Samuel J. Randall was one of the prominent Democrats of his day; but strange to say he favored a protective tariff. He also served about fifteen terms, two of them in the Speaker's chair. He had an anxious solicitude for the success of his party, and made many political speeches. He was a young member when I first knew him, away back in the sixties, but even then he occupied an influential position.

I remember meeting him in Mr. Blaine's office one day, when the latter was Secretary of State, and Mr. Blaine not being in, we sat on the settee and had a talk. He was in poor health, but curious respecting the relations between President Harrison and his party. I told him they were not getting along very well; that he satisfied his party about as well as Mr. Cleveland satisfied his when he was in the White House.

"I think," he observed, "he is better than our President. We never could do much with Cleveland." Then he added this characteristic remark: "If you want an army to fight, you must feed it. It is the same with a political party: if a party is to take care of itself, its workers must be recognized in the distribution of its patronage."

I never saw Samuel J. Randall afterwards.

Judge Godlove S. Orth was one of my most intimate friends in the House of Representatives. He was a splendid man, and was regarded as an honorable and able member. He and I saw much of each other every day, as we roomed in the same neighborhood and generally visited the departments together. We were seen with each other so often on the streets, in fact, that when we were separated, friends would ask either one or the other of us: "What has become of your partner?" At one time I canvassed his district for him and he was re-elected.
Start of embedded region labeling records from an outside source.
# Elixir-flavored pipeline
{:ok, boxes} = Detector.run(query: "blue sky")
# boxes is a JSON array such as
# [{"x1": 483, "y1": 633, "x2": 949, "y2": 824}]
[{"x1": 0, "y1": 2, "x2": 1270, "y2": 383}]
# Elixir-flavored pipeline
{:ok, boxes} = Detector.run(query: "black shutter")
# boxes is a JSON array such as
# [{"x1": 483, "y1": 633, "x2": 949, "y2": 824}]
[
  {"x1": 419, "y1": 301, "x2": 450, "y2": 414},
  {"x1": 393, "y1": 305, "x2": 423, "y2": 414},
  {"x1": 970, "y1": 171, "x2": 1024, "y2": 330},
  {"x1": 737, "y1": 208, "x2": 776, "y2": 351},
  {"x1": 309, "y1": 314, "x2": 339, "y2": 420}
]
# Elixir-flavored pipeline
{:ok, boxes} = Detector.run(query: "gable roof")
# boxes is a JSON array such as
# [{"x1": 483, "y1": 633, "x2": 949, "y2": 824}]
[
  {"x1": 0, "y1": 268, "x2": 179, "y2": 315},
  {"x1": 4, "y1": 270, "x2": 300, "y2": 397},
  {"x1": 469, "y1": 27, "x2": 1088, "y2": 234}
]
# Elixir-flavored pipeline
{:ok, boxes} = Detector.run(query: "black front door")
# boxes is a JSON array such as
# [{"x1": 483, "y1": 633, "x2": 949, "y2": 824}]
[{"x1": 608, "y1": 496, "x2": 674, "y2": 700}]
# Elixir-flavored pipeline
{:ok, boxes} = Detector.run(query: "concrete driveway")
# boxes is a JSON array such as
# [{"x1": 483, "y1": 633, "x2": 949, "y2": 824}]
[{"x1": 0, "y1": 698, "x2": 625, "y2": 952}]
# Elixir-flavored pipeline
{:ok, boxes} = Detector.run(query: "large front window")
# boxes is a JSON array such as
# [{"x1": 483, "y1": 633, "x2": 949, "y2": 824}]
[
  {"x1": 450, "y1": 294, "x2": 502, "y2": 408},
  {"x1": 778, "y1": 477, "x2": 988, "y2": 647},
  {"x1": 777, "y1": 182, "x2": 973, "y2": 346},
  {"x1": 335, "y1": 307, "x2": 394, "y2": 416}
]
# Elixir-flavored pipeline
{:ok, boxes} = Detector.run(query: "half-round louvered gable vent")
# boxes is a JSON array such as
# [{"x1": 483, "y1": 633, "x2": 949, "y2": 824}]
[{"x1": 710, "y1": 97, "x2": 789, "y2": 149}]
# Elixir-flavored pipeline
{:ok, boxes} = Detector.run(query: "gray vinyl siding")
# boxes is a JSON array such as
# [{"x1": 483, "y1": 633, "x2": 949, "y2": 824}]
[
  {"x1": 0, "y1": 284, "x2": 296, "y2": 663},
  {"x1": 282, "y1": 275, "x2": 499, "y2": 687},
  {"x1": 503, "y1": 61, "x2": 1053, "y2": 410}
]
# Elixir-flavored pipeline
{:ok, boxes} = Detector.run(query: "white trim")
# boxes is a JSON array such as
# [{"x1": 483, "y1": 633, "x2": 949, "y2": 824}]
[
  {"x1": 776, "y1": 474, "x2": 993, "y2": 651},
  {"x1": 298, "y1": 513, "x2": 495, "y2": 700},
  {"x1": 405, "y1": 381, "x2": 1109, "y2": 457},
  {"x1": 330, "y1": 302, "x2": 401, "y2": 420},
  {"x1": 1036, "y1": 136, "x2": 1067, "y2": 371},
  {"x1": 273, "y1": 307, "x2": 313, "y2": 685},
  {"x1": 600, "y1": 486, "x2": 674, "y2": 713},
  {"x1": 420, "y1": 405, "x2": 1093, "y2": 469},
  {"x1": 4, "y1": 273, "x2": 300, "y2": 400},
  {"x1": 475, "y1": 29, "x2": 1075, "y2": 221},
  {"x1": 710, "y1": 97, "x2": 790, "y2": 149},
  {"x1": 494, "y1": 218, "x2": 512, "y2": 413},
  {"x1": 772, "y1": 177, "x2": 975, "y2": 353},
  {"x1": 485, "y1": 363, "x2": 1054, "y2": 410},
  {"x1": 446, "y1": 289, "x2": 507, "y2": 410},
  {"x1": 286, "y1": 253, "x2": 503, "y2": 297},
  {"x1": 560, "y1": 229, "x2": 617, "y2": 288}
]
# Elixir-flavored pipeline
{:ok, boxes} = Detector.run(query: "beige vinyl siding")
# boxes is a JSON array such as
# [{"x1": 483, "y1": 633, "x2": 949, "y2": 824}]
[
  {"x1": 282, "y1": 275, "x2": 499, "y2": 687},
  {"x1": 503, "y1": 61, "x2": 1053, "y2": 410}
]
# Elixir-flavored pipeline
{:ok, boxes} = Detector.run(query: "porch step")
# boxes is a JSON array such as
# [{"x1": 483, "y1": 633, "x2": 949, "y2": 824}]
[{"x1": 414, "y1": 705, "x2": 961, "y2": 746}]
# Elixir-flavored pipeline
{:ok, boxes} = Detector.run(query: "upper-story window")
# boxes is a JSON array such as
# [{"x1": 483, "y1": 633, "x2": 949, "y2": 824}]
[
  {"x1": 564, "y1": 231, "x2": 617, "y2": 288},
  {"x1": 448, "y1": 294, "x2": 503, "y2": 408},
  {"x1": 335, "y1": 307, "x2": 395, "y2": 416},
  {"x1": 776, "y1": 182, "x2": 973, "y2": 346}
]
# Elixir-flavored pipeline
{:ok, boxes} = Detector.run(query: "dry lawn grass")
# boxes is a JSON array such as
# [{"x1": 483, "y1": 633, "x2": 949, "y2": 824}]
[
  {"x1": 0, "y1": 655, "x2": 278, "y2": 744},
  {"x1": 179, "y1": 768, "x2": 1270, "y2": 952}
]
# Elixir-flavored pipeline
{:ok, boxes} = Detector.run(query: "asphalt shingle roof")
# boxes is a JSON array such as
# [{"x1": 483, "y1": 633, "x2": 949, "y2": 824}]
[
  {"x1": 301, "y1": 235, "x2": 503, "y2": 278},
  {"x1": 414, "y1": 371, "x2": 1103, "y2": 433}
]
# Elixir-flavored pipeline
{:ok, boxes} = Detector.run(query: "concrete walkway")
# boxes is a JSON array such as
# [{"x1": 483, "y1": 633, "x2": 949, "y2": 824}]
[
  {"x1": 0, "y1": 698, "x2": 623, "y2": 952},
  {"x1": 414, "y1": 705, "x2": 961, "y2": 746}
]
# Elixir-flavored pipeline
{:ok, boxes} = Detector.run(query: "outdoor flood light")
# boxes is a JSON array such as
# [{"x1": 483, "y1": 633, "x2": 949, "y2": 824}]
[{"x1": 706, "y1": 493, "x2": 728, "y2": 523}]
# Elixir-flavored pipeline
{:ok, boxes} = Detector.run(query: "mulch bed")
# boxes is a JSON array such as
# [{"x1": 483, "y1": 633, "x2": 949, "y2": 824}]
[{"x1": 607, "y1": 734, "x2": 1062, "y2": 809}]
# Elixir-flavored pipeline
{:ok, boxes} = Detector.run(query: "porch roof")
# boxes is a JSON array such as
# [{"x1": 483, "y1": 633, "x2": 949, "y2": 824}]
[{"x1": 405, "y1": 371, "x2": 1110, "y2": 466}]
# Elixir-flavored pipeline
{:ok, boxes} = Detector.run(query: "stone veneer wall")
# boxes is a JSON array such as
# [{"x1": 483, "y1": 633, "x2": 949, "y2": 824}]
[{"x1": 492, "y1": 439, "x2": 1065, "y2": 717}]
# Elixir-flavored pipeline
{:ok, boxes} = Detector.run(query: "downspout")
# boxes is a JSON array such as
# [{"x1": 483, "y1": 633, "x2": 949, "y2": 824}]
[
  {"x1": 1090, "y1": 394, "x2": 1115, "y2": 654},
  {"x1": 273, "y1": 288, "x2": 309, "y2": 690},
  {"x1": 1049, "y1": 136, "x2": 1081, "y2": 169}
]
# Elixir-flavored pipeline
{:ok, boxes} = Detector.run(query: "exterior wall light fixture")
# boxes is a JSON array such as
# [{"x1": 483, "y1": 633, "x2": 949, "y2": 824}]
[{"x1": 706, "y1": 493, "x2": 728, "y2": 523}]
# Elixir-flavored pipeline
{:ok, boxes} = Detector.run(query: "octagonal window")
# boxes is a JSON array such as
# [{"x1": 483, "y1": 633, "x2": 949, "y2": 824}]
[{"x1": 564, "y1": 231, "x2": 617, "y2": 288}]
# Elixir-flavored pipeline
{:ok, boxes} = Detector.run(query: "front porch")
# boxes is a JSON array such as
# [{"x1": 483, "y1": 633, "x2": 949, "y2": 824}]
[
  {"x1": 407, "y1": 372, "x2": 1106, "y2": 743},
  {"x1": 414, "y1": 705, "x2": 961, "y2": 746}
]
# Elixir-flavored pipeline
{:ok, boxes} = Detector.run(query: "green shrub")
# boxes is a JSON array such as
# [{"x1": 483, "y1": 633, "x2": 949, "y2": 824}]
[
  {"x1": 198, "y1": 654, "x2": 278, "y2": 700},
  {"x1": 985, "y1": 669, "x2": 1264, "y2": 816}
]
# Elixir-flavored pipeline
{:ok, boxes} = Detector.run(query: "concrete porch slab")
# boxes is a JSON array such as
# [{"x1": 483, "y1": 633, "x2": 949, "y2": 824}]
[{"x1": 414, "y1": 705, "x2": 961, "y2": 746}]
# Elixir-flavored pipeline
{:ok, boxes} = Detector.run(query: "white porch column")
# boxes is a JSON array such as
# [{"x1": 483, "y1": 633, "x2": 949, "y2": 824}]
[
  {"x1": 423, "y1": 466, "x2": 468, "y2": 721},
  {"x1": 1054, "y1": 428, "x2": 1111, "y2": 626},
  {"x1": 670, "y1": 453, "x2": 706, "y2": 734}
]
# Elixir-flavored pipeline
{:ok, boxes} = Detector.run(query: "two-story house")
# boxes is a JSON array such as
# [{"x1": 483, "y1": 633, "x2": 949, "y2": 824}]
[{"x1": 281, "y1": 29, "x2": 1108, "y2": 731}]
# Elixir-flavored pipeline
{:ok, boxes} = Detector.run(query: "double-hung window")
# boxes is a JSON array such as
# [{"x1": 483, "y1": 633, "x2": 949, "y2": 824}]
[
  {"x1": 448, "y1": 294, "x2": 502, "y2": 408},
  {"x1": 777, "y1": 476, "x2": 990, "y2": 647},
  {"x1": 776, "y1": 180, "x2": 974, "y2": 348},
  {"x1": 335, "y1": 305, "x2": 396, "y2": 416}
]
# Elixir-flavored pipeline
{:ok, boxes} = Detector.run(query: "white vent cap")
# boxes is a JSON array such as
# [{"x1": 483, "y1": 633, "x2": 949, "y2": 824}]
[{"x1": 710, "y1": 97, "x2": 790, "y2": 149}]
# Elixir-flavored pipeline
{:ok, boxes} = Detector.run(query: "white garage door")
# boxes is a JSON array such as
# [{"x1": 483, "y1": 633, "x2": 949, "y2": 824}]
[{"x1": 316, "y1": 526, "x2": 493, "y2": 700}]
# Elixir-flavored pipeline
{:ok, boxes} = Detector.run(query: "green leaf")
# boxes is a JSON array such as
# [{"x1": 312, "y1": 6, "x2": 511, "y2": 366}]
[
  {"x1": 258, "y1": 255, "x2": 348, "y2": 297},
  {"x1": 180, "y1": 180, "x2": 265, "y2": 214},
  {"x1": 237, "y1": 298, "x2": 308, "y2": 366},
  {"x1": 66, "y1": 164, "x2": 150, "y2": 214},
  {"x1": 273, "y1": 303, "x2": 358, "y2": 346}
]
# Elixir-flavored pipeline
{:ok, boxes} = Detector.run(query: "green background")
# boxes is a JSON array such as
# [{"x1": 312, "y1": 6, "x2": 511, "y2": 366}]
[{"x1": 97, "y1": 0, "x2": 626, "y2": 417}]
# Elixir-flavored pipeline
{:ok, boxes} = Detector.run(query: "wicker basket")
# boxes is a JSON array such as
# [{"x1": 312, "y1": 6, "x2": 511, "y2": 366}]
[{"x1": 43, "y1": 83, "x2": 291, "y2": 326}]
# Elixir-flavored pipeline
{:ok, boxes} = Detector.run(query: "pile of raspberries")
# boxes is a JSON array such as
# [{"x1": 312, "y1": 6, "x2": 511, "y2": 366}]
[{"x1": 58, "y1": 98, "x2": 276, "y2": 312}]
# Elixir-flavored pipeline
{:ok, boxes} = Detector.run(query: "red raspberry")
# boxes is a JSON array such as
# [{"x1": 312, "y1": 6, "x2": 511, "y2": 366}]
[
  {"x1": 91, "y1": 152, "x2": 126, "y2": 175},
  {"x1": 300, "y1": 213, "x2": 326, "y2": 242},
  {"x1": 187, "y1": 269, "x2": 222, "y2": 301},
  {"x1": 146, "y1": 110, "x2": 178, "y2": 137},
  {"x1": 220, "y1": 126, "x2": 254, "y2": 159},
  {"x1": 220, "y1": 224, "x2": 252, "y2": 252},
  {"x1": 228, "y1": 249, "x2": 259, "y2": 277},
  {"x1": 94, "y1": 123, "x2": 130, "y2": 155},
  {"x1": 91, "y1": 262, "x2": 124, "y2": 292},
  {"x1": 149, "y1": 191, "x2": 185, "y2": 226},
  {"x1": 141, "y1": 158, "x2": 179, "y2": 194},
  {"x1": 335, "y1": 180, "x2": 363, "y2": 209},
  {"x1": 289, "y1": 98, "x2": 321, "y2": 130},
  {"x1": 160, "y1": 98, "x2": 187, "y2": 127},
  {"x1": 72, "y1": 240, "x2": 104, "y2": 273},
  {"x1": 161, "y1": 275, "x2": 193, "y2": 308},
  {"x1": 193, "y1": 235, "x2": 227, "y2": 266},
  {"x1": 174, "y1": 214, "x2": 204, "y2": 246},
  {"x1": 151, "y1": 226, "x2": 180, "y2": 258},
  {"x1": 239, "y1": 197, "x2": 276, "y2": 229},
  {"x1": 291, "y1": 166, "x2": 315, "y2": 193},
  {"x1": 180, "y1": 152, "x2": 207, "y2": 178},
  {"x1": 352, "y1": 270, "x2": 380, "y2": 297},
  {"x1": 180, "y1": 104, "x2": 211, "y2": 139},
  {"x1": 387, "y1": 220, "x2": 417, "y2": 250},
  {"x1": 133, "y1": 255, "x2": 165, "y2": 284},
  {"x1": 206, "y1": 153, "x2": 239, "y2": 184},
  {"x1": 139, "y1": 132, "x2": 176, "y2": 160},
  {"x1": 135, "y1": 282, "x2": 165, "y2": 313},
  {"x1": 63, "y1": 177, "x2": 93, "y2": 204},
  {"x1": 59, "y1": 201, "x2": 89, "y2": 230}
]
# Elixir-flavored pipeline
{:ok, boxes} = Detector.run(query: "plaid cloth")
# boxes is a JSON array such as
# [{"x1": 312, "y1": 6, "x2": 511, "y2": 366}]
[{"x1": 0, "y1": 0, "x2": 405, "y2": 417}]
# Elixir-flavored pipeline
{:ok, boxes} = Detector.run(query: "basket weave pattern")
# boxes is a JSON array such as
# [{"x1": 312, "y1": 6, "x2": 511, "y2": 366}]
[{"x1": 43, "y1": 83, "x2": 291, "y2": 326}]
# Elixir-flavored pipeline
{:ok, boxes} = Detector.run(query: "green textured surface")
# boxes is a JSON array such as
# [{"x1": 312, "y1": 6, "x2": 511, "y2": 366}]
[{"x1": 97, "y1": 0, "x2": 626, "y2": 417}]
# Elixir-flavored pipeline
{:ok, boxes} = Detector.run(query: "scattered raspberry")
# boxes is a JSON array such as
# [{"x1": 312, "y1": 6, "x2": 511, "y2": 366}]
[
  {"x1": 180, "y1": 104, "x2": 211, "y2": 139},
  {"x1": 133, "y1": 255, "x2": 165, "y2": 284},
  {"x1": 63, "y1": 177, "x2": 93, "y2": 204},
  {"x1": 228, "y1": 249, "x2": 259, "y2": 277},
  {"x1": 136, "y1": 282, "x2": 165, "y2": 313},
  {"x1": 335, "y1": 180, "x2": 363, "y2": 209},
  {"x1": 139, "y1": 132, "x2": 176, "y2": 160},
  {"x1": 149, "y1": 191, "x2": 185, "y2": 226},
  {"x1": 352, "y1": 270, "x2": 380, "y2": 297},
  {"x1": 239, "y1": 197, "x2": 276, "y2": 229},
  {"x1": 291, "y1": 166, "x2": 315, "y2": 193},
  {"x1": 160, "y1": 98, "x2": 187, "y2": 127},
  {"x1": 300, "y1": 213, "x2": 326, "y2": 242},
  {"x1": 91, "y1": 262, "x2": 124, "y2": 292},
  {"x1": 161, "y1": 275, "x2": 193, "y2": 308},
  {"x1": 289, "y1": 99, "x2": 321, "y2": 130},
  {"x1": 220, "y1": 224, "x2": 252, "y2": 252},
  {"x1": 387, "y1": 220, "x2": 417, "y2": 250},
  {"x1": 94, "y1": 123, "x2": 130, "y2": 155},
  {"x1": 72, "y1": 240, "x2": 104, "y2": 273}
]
He had a peculiar name, "Godlove." I never heard of a man named Godlove, either before or since. The story was told of a lady sitting in the gallery, listening to the proceedings of the House. She could not hear very well. When the roll was being called, and she heard the name "Godlove" called by the clerk, she did not understand it; she wend down stairs and told her friends that the House of Representatives was a most pious body; that every time they called the roll, and the clerk got about half way through, he would stop and exclaim: "God love us all!"

Judge Orth has been dead for many years, but I have always remembered with great pleasure our friendship when we served as colleagues in the House, nearly half a century ago.

Oakes Ames of Boston was a prominent member of the House. He had charge of the Union Pacific Railroad construction, and it was charged—and proven, I believe, afterwards—that he secured the concessions for the railroad by undue influence,—the use of money, gifts of stock, etc.,—and the whole thing finally culminated in what is known as the Crédit Mobilier scandal, the exposure of which came after I retired from the House.

Ames was a member of the Thirty-eighth, Thirty-ninth, Fortieth, Forty-first, and Forty-second Congresses, and I knew him very well during my six years' service. I was made chairman of the Committee on Territories in the Forty-first Congress, by Mr. Blaine, who was then Speaker. Ames annoyed me very much by coming to me almost every day in the interest of legislation in the Territories affecting the Union Pacific, and I asked him one day, being a little out of temper, whether he was so absorbed in the Pacific Railroad that he had not time to devote to anything else. He made some light rejoinder; sometime later the exposure came, and I found that he was engaged in most unfortunate and unlawful practices in securing legislation in the interest of his road.

I never believed that Oakes Ames was naturally a dishonest man, but the proof was against him, and the scandal resulted in his death, as it also did in the death of James Brooks, of New York, and the ruination of other public men.